Enviei esse comentário para ser publicado no Jornal A Gazeta, daqui do ES:
Se John Kennedy inaugurou a fase da política televisiva (tornando até hoje o mais célebre presidente norte-americano, e Jackie a mais midiática primeira-dama), Obama é o arquétipo da política das redes em que vivemos atualmente.
Se os teóricos da identidade vêem-no como uma figura capaz de romper a prisão da identidade racial, sem sombra de dúvida, nós, pesquisadores da comunicação, já o percebemos como um legítimo índice da comunicação política pós-espetacular. Essa onda Obama não pode ser mais explicada pela acusação simplista que estaríamos vivenciando um retomada da “imagem sem corpo”: em que a política é constrangida pela teatralização, pelo vazio da imagem pública ou pela transformação da história em marcas e grifes. Obama não é um hamburguer, um sapato, como geralmente tratam os marketeiros políticos da TV/Rádio. Obama construiu uma reputação em rede, em que até as logomarcas com seu rosto são originadas pela produção de uma inteligência coletiva (designer, webmasters e publicitários comuns, amadores como gostam de dizer). Uma inteligência coletiva que transcende as fronteiras dos EUA.

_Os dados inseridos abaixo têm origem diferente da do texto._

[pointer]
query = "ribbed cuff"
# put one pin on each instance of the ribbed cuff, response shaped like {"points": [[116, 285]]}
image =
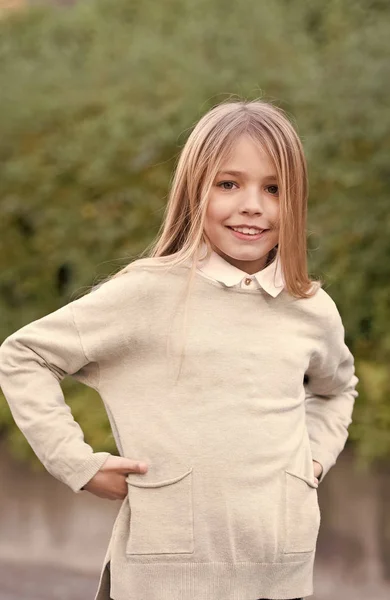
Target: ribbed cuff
{"points": [[90, 468], [324, 458]]}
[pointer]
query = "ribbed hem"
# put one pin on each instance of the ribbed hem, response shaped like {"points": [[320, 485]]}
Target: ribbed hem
{"points": [[213, 581]]}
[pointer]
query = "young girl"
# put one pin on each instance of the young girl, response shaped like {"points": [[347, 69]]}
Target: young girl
{"points": [[224, 372]]}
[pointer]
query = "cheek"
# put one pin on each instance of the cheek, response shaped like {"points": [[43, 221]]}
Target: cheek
{"points": [[216, 212]]}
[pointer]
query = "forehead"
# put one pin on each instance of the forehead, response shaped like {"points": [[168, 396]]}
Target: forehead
{"points": [[248, 156]]}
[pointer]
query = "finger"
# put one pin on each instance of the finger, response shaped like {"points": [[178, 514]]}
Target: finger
{"points": [[127, 465]]}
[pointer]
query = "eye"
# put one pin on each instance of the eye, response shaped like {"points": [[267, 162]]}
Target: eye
{"points": [[275, 187], [222, 183]]}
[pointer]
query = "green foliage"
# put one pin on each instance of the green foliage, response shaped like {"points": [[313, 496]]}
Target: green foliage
{"points": [[96, 102]]}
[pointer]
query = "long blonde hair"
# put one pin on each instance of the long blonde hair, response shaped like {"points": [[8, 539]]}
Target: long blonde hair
{"points": [[182, 231]]}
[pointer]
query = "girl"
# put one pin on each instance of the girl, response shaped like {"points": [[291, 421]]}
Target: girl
{"points": [[224, 372]]}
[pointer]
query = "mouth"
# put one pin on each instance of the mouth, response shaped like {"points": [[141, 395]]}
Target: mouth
{"points": [[248, 233]]}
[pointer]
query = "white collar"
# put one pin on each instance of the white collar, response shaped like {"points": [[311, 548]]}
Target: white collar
{"points": [[270, 278]]}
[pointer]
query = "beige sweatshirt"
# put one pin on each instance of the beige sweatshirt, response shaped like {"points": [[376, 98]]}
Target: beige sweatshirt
{"points": [[228, 509]]}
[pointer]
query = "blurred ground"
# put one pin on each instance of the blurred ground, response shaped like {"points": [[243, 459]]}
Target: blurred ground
{"points": [[30, 582]]}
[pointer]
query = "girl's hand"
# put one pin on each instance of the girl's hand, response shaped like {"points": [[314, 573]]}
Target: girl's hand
{"points": [[317, 470], [110, 481]]}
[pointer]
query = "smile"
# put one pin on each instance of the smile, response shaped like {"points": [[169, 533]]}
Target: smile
{"points": [[245, 233]]}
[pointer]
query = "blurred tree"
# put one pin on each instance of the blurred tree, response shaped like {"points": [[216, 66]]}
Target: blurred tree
{"points": [[97, 101]]}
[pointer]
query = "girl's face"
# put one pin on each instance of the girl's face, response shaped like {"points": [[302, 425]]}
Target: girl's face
{"points": [[244, 195]]}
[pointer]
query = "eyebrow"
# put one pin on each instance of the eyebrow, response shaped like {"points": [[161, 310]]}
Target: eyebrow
{"points": [[271, 177]]}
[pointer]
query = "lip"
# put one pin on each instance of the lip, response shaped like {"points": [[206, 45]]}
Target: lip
{"points": [[247, 236]]}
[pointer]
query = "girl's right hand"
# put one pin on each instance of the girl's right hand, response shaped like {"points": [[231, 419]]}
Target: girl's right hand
{"points": [[110, 481]]}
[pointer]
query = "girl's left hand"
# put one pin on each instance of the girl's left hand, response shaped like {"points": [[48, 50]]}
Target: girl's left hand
{"points": [[317, 470]]}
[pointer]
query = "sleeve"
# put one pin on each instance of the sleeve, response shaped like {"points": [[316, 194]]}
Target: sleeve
{"points": [[33, 361], [330, 393]]}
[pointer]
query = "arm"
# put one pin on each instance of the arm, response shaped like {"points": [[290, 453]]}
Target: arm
{"points": [[330, 394], [33, 361]]}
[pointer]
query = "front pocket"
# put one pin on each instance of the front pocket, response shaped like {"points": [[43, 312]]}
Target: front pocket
{"points": [[302, 513], [161, 516]]}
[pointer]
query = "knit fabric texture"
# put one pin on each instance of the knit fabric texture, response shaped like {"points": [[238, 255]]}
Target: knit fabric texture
{"points": [[228, 402]]}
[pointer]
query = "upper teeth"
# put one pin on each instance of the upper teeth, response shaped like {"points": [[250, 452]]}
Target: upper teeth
{"points": [[250, 230]]}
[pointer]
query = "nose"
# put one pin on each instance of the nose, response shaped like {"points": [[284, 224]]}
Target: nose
{"points": [[252, 203]]}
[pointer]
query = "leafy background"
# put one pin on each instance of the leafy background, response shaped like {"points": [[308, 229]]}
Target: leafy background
{"points": [[97, 100]]}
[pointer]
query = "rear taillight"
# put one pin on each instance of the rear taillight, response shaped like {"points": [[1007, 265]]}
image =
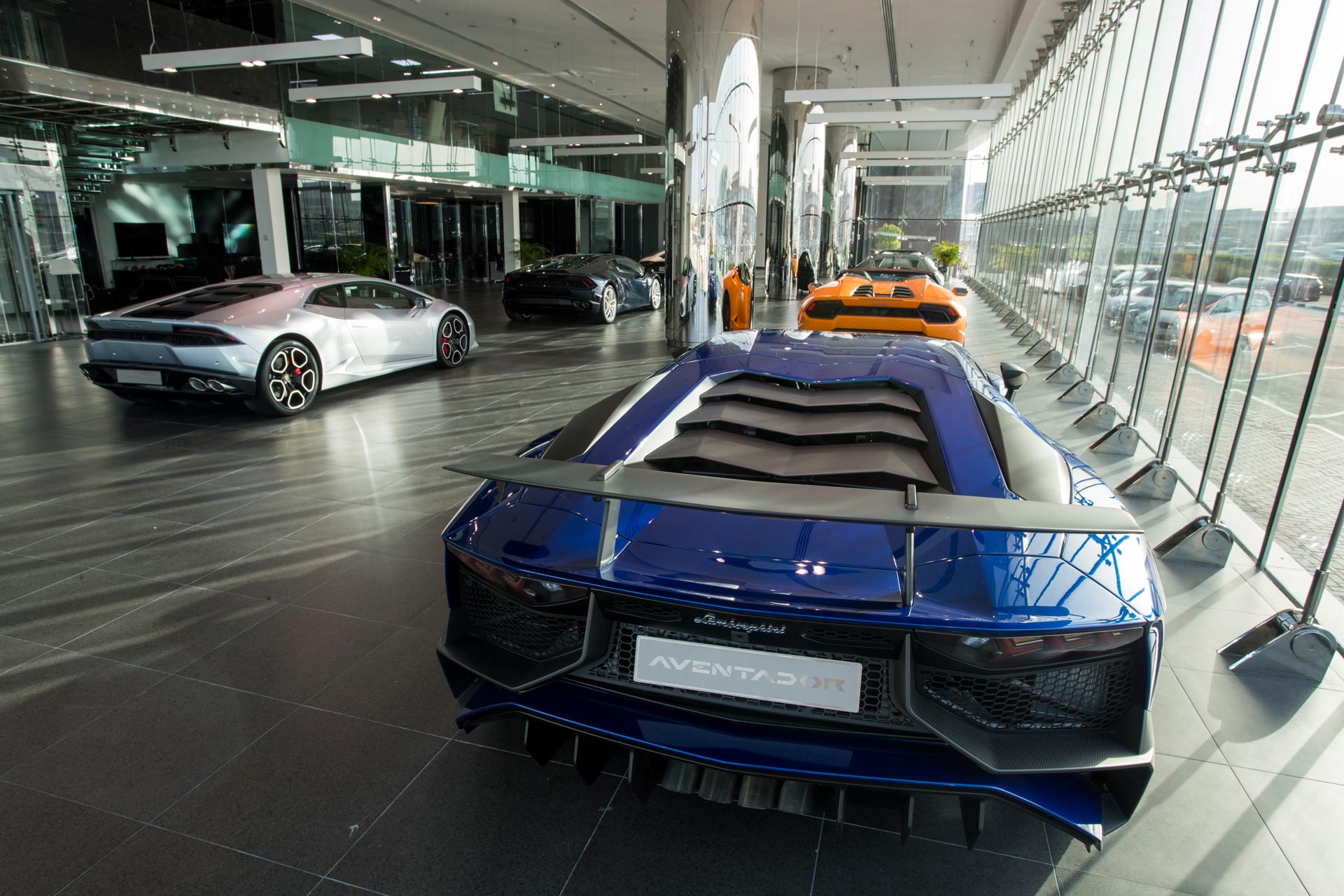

Os anúncios e convocatórias de Obama à nação se faz pelo Youtube, e até sua transição de governo tem participação de seus colaboradores online, através do seu site Change.com. Obama era um “qualquer um” há dez anos, e foi alçado a presidente pelo seu talento político dentro do Partido Democrata, mas, sobretudo, pelos milhões de colaboradores que fizeram inverter a lógica de financiamento de campanha, ao dotar, com pequenas doações feitas por milhões de pessoas, o Fundo de Campanha de Obama de quase 1 bilhão de dólares.
A popularidade do político não se faz mais pela televisão, como inaugurou a era Kennedy. Agora se faz através do “poder do link” da internet. É o paradigma da referência que estamos a atravessar. Eu vi o seu vídeo, gostei, e referenciei no meu blog, que foi lido pela minha pequena audiência, que gostou e referenciou nos seus respectivos blogs e espalhou em suas listas de discussão. Enfim, a comunicação política da mídia tradicional é – e será – cada vez mais o lugar do comportado, daquele que produz clichês baratos, que idolatra o papai-mamãe. Não há debate. Este se deslocou para a grande rede.
Por que a onda Obama é enorme? Porque ela é tipicamente um fenômeno de rede, é um “enxameamento” (swarming), é uma atividade que vem de todos os lados sem ter, portanto, “centro de emissão”. Eu sou Obama, portanto, Obama é muitos. Como um “qualquer um”, Obama está como aquele estudante chinês, o qualquer um, defronte ao tanque de guerra – sua crise – na Paz Celestial. É o qualquer um que clama por mais democracia. Agora resta saber se o presidente vai ser ainda melhor que o candidato.